The Richmond Register

State News

May 9, 2009

Work to start on Uncle Tom’s Cabin

LANCASTER — Two-hundred-year-old logs lie in wait on the ground, a Mount Sterling man is making shingles, and construction of a replica of the fictional Uncle Tom’s Cabin is expected to begin in Lancaster in mid-June.

The cabin will be built on the grounds of the Gov. William Owsley House on U.S. 27 about a mile south of the Public Square, but it won’t be ready for tourists and visitors until summer 2010.

“Once we start, it will go up fairly fast,” said Skip Gladfelter, a retired IBM executive who serves as Garrard County’s tourism director. “We should have it up in a couple of months.”

However, it will take many more months to locate furnishings for the cabin as author Harriet Beecher Stowe described them in her classic novel, “Uncle Tom’s Cabin” (1852), which aroused strong anti-slavery sentiment as the United States moved steadily toward the start of the Civil War in 1861.

Upon meeting Stowe in 1862, President Abraham Lincoln is supposed to have said, “So you’re the little woman who wrote the book that started this Great War!”

The novel was a best seller in the U.S., England, Europe and Asia, was translated into more than 60 languages and remains one of the most famous works in American literature.

There is some convincing evidence that Stowe was influenced by a visit to a large slave plantation in Garrard County. But literary historians and Stowe’s biographers disagree on this point. Some scholars say Stowe never visited the South and that the real Uncle Tom’s Cabin was in Maryland or Canada.

Gladfelter said the Garrard countians who are putting up the replica of the cabin are well aware of the dispute and aren’t trying to resolve it. Their goal is to be faithful to the novel.

“I only know what is in the novel,” and the builders want a cabin that resembles as close as possible the famous but fictional one in “Uncle Tom’s Cabin,” he said.

“None of us has gotten comfortable that we know the truth,” Gladfelter said.

“The goal is to have all of the materials come from Garrard County,” he said. “At least everything will come from this region.”

The logs came from a house on Danville Street that was torn down last year by the Lancaster Church of Christ.

County leaders believe the replica cabin can increase historical interest in the county and thereby boost tourism and economic growth.

The goal is to have the cabin ready by or before the opening of the 2010 Alltech FEI World Equestrian Games at the Kentucky Horse Park in Lexington from Sept. 25 to Oct. 10, 2010, Gladfelter said.

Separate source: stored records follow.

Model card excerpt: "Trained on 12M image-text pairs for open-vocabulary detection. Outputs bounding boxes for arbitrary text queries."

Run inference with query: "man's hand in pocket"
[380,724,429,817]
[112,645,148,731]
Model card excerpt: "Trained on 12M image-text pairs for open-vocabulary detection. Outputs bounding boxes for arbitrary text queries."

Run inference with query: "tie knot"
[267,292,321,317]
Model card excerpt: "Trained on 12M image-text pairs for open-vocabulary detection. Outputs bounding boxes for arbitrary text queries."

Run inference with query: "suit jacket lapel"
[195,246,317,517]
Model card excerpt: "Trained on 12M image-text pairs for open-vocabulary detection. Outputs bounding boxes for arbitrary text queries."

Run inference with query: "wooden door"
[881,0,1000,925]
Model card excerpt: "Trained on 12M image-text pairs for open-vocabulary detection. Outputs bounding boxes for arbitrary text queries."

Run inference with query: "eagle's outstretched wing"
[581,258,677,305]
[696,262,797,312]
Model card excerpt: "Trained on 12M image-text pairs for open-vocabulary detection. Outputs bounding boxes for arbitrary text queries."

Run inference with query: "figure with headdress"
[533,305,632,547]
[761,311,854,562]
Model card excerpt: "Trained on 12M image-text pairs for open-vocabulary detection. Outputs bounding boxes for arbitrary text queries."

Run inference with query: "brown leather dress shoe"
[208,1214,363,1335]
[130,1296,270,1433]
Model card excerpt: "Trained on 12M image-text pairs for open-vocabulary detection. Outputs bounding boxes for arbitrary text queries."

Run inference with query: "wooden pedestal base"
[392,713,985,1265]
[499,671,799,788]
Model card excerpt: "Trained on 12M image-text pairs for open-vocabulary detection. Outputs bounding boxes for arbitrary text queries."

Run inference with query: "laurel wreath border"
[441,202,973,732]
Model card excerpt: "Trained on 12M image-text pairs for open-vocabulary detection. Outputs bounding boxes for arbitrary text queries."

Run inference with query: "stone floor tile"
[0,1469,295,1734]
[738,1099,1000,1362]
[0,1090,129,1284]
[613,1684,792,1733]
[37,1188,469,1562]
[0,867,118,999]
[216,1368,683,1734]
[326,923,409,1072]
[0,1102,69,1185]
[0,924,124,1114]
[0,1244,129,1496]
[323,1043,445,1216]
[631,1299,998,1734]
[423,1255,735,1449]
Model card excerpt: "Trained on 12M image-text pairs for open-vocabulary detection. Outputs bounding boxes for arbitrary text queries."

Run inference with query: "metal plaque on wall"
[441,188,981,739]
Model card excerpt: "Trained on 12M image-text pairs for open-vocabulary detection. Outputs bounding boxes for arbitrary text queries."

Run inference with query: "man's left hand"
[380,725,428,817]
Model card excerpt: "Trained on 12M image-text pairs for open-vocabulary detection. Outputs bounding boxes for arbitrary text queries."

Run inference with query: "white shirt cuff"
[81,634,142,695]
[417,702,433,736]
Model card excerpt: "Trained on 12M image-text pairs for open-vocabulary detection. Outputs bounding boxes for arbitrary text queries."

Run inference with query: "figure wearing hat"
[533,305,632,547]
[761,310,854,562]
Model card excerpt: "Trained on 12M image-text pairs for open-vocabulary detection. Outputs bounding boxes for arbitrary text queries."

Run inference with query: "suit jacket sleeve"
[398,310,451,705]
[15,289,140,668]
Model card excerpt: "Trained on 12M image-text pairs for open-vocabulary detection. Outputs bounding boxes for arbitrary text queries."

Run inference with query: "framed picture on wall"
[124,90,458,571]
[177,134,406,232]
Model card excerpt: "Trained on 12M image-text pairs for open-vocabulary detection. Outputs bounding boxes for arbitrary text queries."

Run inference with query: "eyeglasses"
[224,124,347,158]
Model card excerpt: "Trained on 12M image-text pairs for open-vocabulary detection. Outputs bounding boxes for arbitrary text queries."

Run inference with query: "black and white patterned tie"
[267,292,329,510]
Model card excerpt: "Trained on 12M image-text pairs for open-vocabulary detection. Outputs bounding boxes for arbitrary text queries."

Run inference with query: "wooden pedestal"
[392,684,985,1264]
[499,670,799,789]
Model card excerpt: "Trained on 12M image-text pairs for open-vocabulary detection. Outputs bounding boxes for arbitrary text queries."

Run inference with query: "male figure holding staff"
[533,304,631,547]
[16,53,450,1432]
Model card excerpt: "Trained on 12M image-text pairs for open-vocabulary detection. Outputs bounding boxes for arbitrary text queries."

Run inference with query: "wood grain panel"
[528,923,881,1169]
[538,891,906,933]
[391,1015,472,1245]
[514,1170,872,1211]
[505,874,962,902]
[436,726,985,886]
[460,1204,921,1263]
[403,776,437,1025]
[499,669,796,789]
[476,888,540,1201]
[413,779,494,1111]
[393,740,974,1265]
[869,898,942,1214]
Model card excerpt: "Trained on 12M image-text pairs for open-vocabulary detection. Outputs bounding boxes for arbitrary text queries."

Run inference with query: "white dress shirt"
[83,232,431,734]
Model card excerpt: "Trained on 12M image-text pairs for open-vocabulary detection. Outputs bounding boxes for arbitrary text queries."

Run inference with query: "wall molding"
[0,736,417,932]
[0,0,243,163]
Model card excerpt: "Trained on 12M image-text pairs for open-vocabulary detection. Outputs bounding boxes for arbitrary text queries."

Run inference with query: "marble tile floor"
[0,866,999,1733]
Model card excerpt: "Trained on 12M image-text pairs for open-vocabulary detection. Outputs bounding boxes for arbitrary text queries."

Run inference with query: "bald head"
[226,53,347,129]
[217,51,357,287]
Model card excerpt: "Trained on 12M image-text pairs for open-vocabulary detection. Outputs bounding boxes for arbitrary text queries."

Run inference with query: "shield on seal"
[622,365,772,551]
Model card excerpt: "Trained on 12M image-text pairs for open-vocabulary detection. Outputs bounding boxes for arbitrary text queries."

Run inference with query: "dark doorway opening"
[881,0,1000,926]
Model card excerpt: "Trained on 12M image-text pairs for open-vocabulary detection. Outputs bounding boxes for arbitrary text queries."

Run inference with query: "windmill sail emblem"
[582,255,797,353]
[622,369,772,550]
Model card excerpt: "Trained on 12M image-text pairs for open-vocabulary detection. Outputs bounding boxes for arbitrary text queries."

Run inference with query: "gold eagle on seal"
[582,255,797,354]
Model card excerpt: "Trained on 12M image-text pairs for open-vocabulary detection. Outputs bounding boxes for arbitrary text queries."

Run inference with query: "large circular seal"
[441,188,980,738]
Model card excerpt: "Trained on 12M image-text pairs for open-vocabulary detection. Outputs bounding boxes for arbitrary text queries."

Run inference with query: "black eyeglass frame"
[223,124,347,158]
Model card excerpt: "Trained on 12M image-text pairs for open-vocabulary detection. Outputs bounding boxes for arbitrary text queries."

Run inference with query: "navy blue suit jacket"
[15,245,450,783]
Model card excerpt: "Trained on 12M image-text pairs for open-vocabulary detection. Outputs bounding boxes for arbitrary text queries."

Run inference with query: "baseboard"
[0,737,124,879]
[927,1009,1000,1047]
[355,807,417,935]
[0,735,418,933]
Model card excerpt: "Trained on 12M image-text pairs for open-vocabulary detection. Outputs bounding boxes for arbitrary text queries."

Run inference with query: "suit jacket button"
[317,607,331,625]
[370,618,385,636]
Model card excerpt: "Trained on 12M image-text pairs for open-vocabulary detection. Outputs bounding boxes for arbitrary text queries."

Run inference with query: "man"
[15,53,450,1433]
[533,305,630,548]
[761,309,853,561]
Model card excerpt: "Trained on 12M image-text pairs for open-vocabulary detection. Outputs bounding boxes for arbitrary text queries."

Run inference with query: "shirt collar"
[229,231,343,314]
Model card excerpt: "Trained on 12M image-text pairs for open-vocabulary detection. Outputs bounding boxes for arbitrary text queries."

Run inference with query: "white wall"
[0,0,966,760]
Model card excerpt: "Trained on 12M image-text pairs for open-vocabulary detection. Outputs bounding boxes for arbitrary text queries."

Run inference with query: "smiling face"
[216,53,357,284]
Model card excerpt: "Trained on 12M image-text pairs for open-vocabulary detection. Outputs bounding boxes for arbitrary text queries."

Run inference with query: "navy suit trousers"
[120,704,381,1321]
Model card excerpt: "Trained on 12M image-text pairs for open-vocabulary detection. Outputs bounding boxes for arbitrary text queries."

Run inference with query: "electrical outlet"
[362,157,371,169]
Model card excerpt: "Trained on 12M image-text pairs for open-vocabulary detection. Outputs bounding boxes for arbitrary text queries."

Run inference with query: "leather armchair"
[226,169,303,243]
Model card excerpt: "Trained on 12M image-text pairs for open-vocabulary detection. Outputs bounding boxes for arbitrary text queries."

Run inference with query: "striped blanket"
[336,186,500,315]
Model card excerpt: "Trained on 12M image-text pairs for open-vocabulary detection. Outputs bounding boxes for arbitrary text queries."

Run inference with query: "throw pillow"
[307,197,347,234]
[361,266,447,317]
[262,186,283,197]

This will be the first time the prestigious international horse competition will have been held in the U.S.

The games are expected to draw more than 300,000 people and produce an economic impact of about $100 million.

With this many people from different countries wanting to tour central Kentucky and with Uncle Tom’s Cabin ready as a new attraction, Garrard County officials believe they could enjoy a substantial increase in visitors at the Owsley House. Currently it attracts about 300 to 500 visitors a year, Gladfelter said.